Джек малость обиделся.

— Это не кукла. Это моя невеста. Ее зовут Николь.

— Любовь с первого взгляда?

— Да. — С некоторым вызовом ответил Джек. — Мы познакомились в Париже и в первый вечер объяснились.

Линкольн Стеффенс ласково сказал:

— Джек, послушай меня. Ты начинаешь новую жизнь. Начинать новую жизнь с женитьбы — катастрофа. Я не против женитьбы вообще, я имею в виду данный случай.

— Что ты имеешь против Николь, Стеф?

— Все. Вся моя жизнь против таких, как она. Девяносто процентов француженок, впрочем, так же и американок, как бы они ни притворялись экстравагантными, в сущности своей — недалекие расчетливые мещанки.

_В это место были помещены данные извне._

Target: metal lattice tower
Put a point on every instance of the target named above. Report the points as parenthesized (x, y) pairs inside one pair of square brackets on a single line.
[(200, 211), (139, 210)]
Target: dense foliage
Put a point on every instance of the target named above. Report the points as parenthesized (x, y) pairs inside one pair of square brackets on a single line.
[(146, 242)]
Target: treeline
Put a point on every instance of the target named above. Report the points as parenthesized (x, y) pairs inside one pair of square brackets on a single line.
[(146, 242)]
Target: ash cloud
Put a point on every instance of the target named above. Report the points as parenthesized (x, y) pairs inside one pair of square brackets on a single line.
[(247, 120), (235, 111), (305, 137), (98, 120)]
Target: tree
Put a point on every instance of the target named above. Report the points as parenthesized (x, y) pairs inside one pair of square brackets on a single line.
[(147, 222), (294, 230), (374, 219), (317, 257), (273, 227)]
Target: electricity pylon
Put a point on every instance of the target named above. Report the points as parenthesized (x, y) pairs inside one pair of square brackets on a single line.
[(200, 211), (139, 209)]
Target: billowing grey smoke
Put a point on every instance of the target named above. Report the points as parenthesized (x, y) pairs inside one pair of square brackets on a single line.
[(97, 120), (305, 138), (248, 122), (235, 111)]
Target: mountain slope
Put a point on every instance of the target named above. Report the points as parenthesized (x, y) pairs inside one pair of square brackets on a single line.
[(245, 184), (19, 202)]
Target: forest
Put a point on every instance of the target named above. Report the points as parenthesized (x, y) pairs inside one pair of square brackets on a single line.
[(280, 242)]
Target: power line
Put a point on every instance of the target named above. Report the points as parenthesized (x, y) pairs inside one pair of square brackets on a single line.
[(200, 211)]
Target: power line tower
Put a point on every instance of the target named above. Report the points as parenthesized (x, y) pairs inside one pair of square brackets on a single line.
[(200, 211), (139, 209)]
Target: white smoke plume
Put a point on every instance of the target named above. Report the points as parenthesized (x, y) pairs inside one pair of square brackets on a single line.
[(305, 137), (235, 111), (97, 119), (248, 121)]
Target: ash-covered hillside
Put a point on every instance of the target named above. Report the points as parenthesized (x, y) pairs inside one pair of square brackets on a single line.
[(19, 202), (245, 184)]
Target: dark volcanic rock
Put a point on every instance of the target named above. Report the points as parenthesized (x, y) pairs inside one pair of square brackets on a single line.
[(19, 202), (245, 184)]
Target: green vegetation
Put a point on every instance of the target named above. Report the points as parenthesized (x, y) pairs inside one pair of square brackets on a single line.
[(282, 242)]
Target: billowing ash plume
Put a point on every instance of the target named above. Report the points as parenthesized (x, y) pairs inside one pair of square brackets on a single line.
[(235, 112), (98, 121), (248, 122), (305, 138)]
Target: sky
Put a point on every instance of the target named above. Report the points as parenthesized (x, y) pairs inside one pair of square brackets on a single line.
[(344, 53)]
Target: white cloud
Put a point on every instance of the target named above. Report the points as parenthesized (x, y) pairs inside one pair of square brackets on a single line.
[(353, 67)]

А Литература и Расчет не могут ужиться в одном доме.

— Моя Николь не такая.

— Я разговаривал с твоей матушкой, Джек. Она конечно же никогда ничего тебе не скажет, но она в ужасе от твоей очаровательной французской куколки.

Джек наморщился, помолчал.

— Но я же… Я люблю ее, — не очень уверенно сказал он. — И вообще уже поздно: я привез ее сюда, мы обручились… я дал слово, в конце концов!

— Нет, Джек, еще не поздно. Пока это все исправимо.

— Нет.

Джек отвернулся и вдруг увидел стоящую у входа на кладбище ту самую мисс — его «Лауру», которую он когда-то проводил до дома и так не узнал ее имени. Она не решалась подойти, не решалась сказать слова. Только печально смотрела на Джека.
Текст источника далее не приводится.